Regression is the exposed data structure for interacting with the API.

`func (r *Regression) AddCross(cross featureCross)`

AddCross registers a feature cross to be applied to the data points.

#### func (*Regression) Coeff ¶

`func (r *Regression) Coeff(i int) float64`

Coeff returns the calculated coefficient for variable i.

#### func (*Regression) GetCoeffs ¶ added in v1.0.1

`func (r *Regression) GetCoeffs() []float64`

GetCoeffs returns the calculated coefficients. The element at index 0 is the offset.

#### func (*Regression) GetObserved ¶

`func (r *Regression) GetObserved() string`

GetObserved gets the name of the observed value.

#### func (*Regression) GetVar ¶

`func (r *Regression) GetVar(i int) string`

GetVar gets the name of variable i

#### func (*Regression) Predict ¶

`func (r *Regression) Predict(vars []float64) (float64, error)`

Predict updates the "Predicted" value for the inputed features.

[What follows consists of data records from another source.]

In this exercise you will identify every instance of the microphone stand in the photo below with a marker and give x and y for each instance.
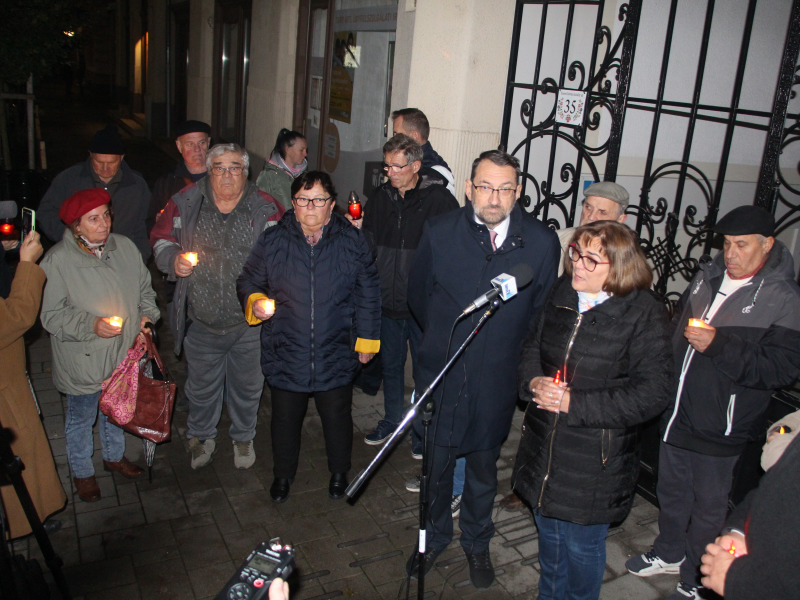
(11, 466)
(426, 402)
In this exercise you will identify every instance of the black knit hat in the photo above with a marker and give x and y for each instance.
(107, 141)
(746, 220)
(192, 127)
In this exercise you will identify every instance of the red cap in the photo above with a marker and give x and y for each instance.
(82, 202)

#### func (*Regression) Run ¶

`func (r *Regression) Run() error`

Run determines if there is enough data present to run the regression and whether or not the training has already been completed. Once the above checks have passed feature crosses are applied if any and the model is trained using QR decomposition.

#### func (*Regression) SetObserved ¶

`func (r *Regression) SetObserved(name string)`

SetObserved sets the name of the observed value.

#### func (*Regression) SetVar ¶

`func (r *Regression) SetVar(i int, name string)`

SetVar sets the name of variable i.

#### func (*Regression) String ¶

`func (r *Regression) String() string`

String satisfies the stringer interface to display a regression as a string.

#### func (*Regression) Train ¶

`func (r *Regression) Train(d ...*dataPoint)`

Train the regression with some data points.